Purpose The expression pattern of p63, a homologue of the transcription factor p53, and whether it can be used as a corneal epithelial stem cell specific marker remain controversial. We investigated the p63 expression pattern in cultured limbal epithelial cells at different time points in culture, in sparse and confluent cultures, after growth factor starvation, and in single-cell-derived colonies.
Methods Harvested limbal epithelial cells were plated at 2.5 (sparse) or 5 (dense) × 104 cells/cm2 and evaluated for p63 expression at day 1, day 4, day 7, after starvation for 72hr, or in colonies derived from single cells. Expression of corneal lineage specific differentiation marker keratin 3 (K3) was correlated with p63 expression. Results were compared by one-way ANOVA.

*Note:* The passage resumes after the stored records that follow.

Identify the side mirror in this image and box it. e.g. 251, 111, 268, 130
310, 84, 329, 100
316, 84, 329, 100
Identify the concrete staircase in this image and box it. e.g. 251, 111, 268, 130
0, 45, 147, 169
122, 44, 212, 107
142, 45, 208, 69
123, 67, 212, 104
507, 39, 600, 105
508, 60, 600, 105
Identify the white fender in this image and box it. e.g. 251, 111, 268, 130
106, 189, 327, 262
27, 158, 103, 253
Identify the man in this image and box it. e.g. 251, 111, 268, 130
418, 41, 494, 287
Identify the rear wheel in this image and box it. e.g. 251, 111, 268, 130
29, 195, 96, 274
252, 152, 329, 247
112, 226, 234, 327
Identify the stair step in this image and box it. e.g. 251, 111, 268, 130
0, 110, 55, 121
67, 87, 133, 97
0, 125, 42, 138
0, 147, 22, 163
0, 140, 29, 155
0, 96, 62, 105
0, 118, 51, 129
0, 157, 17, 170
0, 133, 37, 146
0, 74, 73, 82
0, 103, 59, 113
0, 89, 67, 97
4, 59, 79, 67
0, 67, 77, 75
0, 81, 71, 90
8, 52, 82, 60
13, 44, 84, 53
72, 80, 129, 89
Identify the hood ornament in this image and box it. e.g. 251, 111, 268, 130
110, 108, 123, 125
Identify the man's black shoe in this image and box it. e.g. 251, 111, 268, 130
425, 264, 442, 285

Results More than 85% (85- 90%) of cells expressed p63 on Day 1 regardless of cell plating density. On day 4 while sparsely plated cultures were subconfluent and demonstrated high p63 expression (87.4%), densely plated cells were confluent and had markedly reduced p63 expression (16.9%). Starvation of subconfluent cultures arrested cell division yet did not decrease p63 expression. High p63 expressing cultures expressed low levels of K3 and this trend was reversed in confluent cultures. Most cells in all colonies derived from single cells expressed p63.

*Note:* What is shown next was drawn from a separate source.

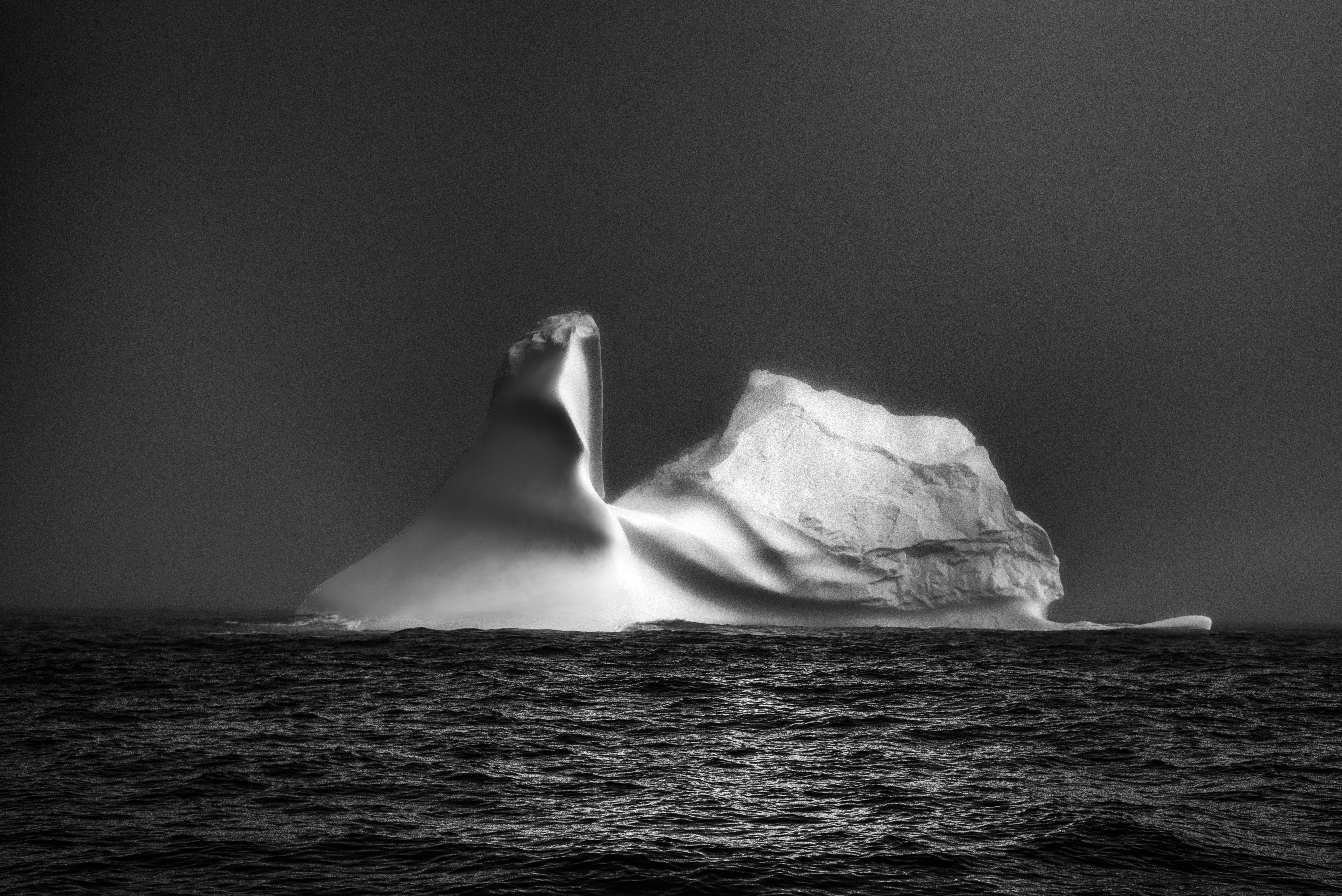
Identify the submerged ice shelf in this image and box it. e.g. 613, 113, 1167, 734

Conclusions The majority of corneal limbal epithelial cells express p63 in colonies derived from single cells and in subconfluent cultures regardless of time in culture or continuance of cell division. Cell-cell contact seems to be the main signal for decreasing p63 expression and inducing differentiation. It is likely that during times of rapid cell turnover, such as in subconfluent culture conditions, p63 is expressed by stem cells as well as transiently amplifying cells, while in quiescent confluent cultures which more closely mimicking in vivo conditions, p63 expression is more limited to the corneal epithelial stem cells.